Conn cares a lot about interest and if you visit be prepared to interview.

I wouldn’t count on it as a safety especially if the student is high stats (Tufts Syndrome might apply more to Conn than to Tufts these days…).

What about Clark? Right between Boston and Amherst. That might be a safety it’s a “college that changes lives” and has a LEAP Scholar program that looks very cool (and is at least full tuition). My D liked it, I didn’t (mainly the neighborhood was a turn-off to me).

@OHMomof2 Would Conn College be a low match assuming she is a competitive Brown candidate?

Clark is in Worcester which is a bit of run down place IMO. Some of the WPI students have trouble finding good off campus housing.

Wesleyan, Trinity, Connecticut College

@citymama9 Excellent point with Trinity if your going to Wesleyan, you’d be right near there.

I think my girl would think Knead Donuts near Brown is worth the freshmen/women 15 @gearmom

@Mastadon We need to take a closer look at Tufts. Thanks for the suggestions

@gearmom hard to say. Conn seems to have its own admissions criteria that are hard to predict to me. It doesn’t care that it is heavily female - seems to want that, actually. Admit rate for men is lower than that for women which is the complete opposite of almost every other LAC (and many Us) where men frequently have an advantage. When you visit you do the info session, tour and then interview. That’s optional but…really not.

We did visits on a trip very similar to what OP is asking about (we did BU, NEU, Conn, Amherst and Clark, not in that order). My D was WL by Conn, where she was well over the 75% mark for scores. She visited…but did not interview. I too had it in mind as a safer alternative to her first choice (which was Amherst, where she is now). She chose Conn over Wes or Trinity because of the location and the lack of Greek life.

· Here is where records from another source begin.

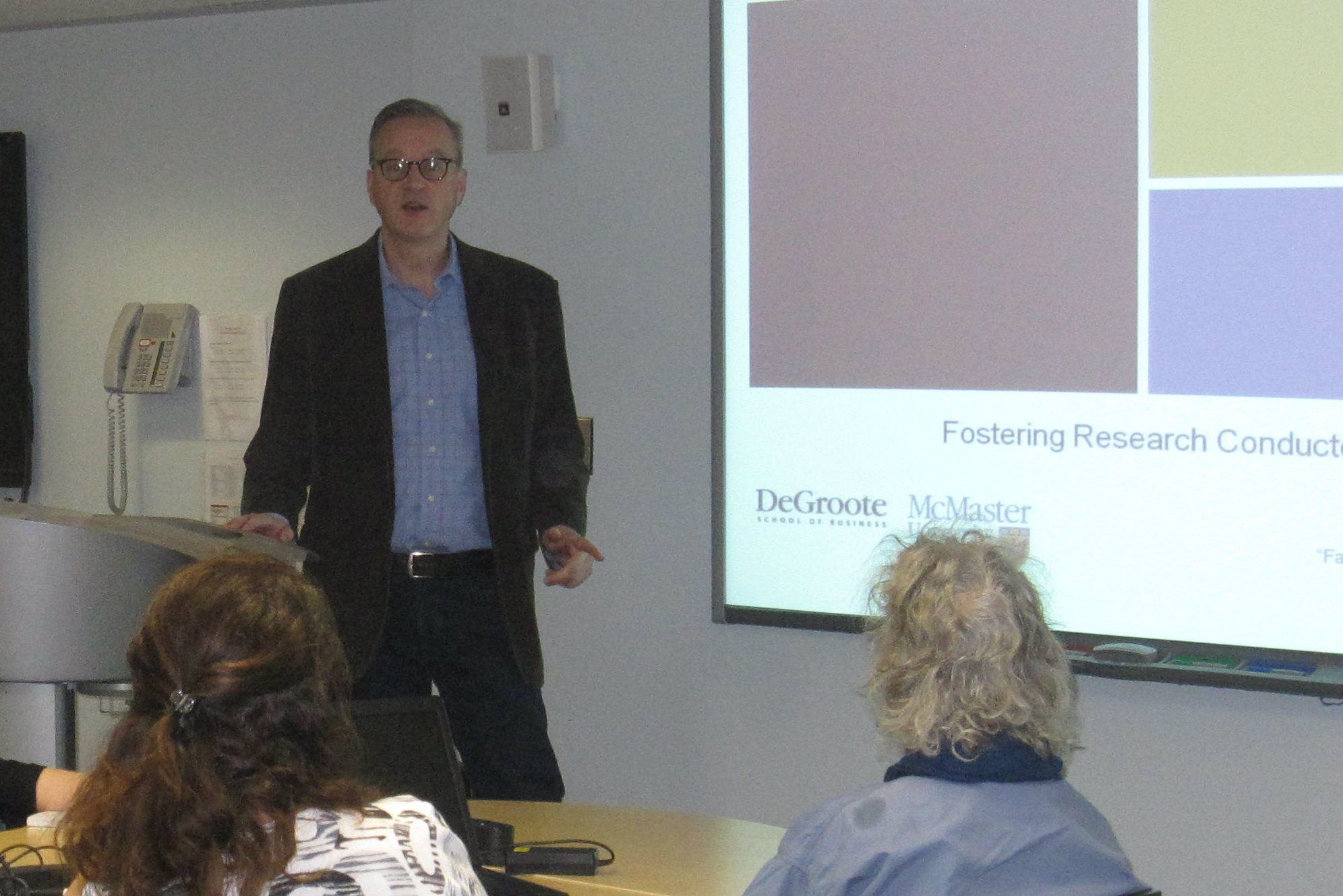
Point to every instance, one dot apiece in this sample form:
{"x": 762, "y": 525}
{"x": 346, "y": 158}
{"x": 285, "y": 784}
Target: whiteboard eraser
{"x": 1123, "y": 652}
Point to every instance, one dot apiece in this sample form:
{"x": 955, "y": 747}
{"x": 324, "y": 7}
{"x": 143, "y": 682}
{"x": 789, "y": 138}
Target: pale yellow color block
{"x": 1247, "y": 88}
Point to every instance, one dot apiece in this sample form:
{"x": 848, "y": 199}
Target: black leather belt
{"x": 436, "y": 566}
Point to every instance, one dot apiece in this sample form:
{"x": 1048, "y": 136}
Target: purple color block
{"x": 1245, "y": 293}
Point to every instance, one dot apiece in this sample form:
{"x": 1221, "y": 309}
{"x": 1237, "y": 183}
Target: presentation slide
{"x": 1065, "y": 273}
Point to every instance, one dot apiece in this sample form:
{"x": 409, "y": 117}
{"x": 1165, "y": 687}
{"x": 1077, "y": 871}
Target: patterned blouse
{"x": 398, "y": 847}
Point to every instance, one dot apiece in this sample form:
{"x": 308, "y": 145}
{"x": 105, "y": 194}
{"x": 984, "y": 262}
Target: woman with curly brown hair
{"x": 974, "y": 688}
{"x": 230, "y": 774}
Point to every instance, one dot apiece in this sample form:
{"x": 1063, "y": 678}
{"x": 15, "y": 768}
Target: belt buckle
{"x": 410, "y": 564}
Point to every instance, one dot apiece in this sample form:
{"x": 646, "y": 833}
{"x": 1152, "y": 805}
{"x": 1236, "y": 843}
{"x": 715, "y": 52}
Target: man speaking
{"x": 418, "y": 411}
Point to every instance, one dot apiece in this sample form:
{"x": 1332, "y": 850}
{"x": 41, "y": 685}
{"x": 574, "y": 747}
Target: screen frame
{"x": 1325, "y": 682}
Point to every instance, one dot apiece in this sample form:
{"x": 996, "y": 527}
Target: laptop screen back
{"x": 407, "y": 748}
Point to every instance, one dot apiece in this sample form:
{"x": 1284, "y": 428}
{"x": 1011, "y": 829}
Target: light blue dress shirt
{"x": 436, "y": 427}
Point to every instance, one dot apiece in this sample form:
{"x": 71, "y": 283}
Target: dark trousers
{"x": 449, "y": 630}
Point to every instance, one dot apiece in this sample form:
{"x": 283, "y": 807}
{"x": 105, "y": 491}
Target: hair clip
{"x": 181, "y": 703}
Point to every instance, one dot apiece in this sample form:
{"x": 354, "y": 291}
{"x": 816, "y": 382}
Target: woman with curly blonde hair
{"x": 231, "y": 773}
{"x": 972, "y": 684}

D didn’t apply to Clark in the end. It doesn’t meet full need (so LEAP would have been the only way she’d have gone) and the area was just depressing to me. Not dangerous, just…kind of dead. But the campus itself at Clark was lovely.

@OHMomof2 Wow. Surprising about the Conn WL versus Amherst admit. Guess you never know and an interview is worth the effort. But good for her getting into Amherst.